The key drivers of growth are capital investment (with its associated technological gains) and freedom from regulatory provisions that distort the direction of capital spending away from the most promising venues. The slowdown in (non-dwelling, private) capital investment in Australia over recent years is clear and as a share of GDP is illustrated below.
The share of GDP comprising investment reached a recent peak of almost 18 per cent during 2012 and has steadily fallen to under 11 per cent in the June 2019 quarter. This is the sort of level we saw post 1975, when recession and inflation brought economic recession and, in the early 1990s, presaging Paul Keating’s “recession we had to have”.
Moreover, at least in comparison the 1990s, the current lacklustre investment levels are not taking place during a period of deregulation and privatisation. These brought about a considerable improvement in the efficiency and pay-off of each dollar invested from the Hawke/Keating deregulatory reforms from the mid 1980s and the later Howard/Costello follow-up. Present private investment levels, at around $220 billion a year, are about $40 billion below that in the 2012-14 period. And the quality of existing investment is eroded by regulatory measures across a range of industries, notably in water, energy and telecommunications.
In regard to water, governments have spent $13 billion to reduce the value of the nation’s only major irrigation area, the Murray-Darling. Of the average flow of 34,000 gigalitres a year, some 11,000 went to irrigators, following the implementation of a cap on extractions in 1997. Politicians faced a dilemma.
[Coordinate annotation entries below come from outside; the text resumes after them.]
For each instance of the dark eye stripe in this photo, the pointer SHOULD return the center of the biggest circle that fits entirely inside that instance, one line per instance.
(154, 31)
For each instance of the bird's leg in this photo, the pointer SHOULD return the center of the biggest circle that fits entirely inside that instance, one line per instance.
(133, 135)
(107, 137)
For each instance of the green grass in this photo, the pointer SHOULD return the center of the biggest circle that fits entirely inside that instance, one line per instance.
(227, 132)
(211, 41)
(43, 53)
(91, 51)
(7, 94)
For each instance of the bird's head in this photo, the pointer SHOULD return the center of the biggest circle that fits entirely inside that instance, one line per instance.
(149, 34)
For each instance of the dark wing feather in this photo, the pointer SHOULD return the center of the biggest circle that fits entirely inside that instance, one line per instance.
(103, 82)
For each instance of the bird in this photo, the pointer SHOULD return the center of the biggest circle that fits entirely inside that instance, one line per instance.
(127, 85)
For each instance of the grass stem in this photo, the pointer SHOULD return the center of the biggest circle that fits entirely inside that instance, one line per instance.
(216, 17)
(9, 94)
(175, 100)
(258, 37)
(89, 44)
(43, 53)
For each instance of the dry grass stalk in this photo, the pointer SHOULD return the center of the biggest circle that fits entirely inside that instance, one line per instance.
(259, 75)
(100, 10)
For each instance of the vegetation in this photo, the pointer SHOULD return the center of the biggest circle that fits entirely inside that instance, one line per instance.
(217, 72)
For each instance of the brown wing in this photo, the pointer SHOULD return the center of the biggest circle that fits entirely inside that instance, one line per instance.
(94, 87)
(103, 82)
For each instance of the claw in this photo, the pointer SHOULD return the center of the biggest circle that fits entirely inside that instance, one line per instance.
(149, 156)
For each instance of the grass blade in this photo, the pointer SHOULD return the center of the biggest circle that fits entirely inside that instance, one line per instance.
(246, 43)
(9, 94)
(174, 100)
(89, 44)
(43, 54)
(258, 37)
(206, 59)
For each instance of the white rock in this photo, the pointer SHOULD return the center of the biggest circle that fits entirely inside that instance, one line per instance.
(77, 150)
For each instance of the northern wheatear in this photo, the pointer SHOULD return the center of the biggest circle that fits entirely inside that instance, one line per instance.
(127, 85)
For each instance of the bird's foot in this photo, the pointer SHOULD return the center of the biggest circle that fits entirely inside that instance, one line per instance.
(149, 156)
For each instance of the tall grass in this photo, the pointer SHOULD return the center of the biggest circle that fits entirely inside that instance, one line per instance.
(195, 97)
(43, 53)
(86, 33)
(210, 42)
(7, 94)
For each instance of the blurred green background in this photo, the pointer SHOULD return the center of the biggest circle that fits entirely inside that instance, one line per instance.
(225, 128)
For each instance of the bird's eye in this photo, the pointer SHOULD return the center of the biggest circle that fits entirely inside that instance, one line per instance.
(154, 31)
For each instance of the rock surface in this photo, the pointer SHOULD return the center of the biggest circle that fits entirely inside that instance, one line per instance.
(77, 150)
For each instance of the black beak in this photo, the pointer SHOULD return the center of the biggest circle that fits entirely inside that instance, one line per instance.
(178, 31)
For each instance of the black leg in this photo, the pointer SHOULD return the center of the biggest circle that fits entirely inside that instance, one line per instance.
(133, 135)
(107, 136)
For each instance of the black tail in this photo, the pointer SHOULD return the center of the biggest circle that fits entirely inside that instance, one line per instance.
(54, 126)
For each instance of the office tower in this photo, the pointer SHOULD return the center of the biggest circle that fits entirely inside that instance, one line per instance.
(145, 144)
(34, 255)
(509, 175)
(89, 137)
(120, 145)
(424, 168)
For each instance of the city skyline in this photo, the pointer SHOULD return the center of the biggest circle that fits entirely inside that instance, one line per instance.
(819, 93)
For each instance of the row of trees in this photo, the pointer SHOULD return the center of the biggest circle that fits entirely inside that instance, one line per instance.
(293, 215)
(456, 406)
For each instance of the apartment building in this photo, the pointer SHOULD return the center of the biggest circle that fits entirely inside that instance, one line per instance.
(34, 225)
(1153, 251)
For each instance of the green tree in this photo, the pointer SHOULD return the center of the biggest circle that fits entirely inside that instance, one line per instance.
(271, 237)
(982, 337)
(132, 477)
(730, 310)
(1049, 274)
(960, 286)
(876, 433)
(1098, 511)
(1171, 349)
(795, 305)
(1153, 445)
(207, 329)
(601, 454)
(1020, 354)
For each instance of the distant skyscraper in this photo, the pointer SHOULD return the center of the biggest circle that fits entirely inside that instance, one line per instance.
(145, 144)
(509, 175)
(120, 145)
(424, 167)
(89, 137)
They could have increased supply of water for productive purposes by abandoning the artificially created fresh-water lakes at the Murray mouth, through which flows 2000-5000 gigalitres of water. Or they could listen to excited pseudo-environmentalists urging us to reverse course and derate the river as an input to agriculture. They chose the latter and the present plan takes about a quarter of irrigators’ water.
Energy subsidies have brought around a billion dollars a year in wind/solar investment as well as an annual $3 billion in on-going diversions of consumers’ spending on electricity in subsidies to pre-existing renewable facilities. Far from increasing output, this has had negative effects in forcing premature closures of lower cost coal generators, boosting prices two-and-a-half fold and causing a deterioration in reliability. Those affects have brought a halt to energy intensive industry investment and a reduction in the national capital stock through disinvestment in aluminium plant.
Anyone who thinks there might be a shift back to market-based energy solutions need look no further than the energy ministers’ shopping list of proposals for increased spending on renewables and on the transmission lines that will facilitate this.
The other great waste is the NBN. Surely nobody believes the Turnbull assessment that this program delivers a net $18 billion benefit. The fact of the matter is that it offers a poor return on its $50 billion plus, (around $5 billion a year) price tag.
The shortfall of investment over the past five years is clearly evident. This will not be offset by the Prime Minister’s announcement of $4 billion in public infrastructure being brought forward. More potential is in his simultaneous announcement that approval processes will be expedited. But we have been there many times before only to see the regulatory morass get increasingly sticky.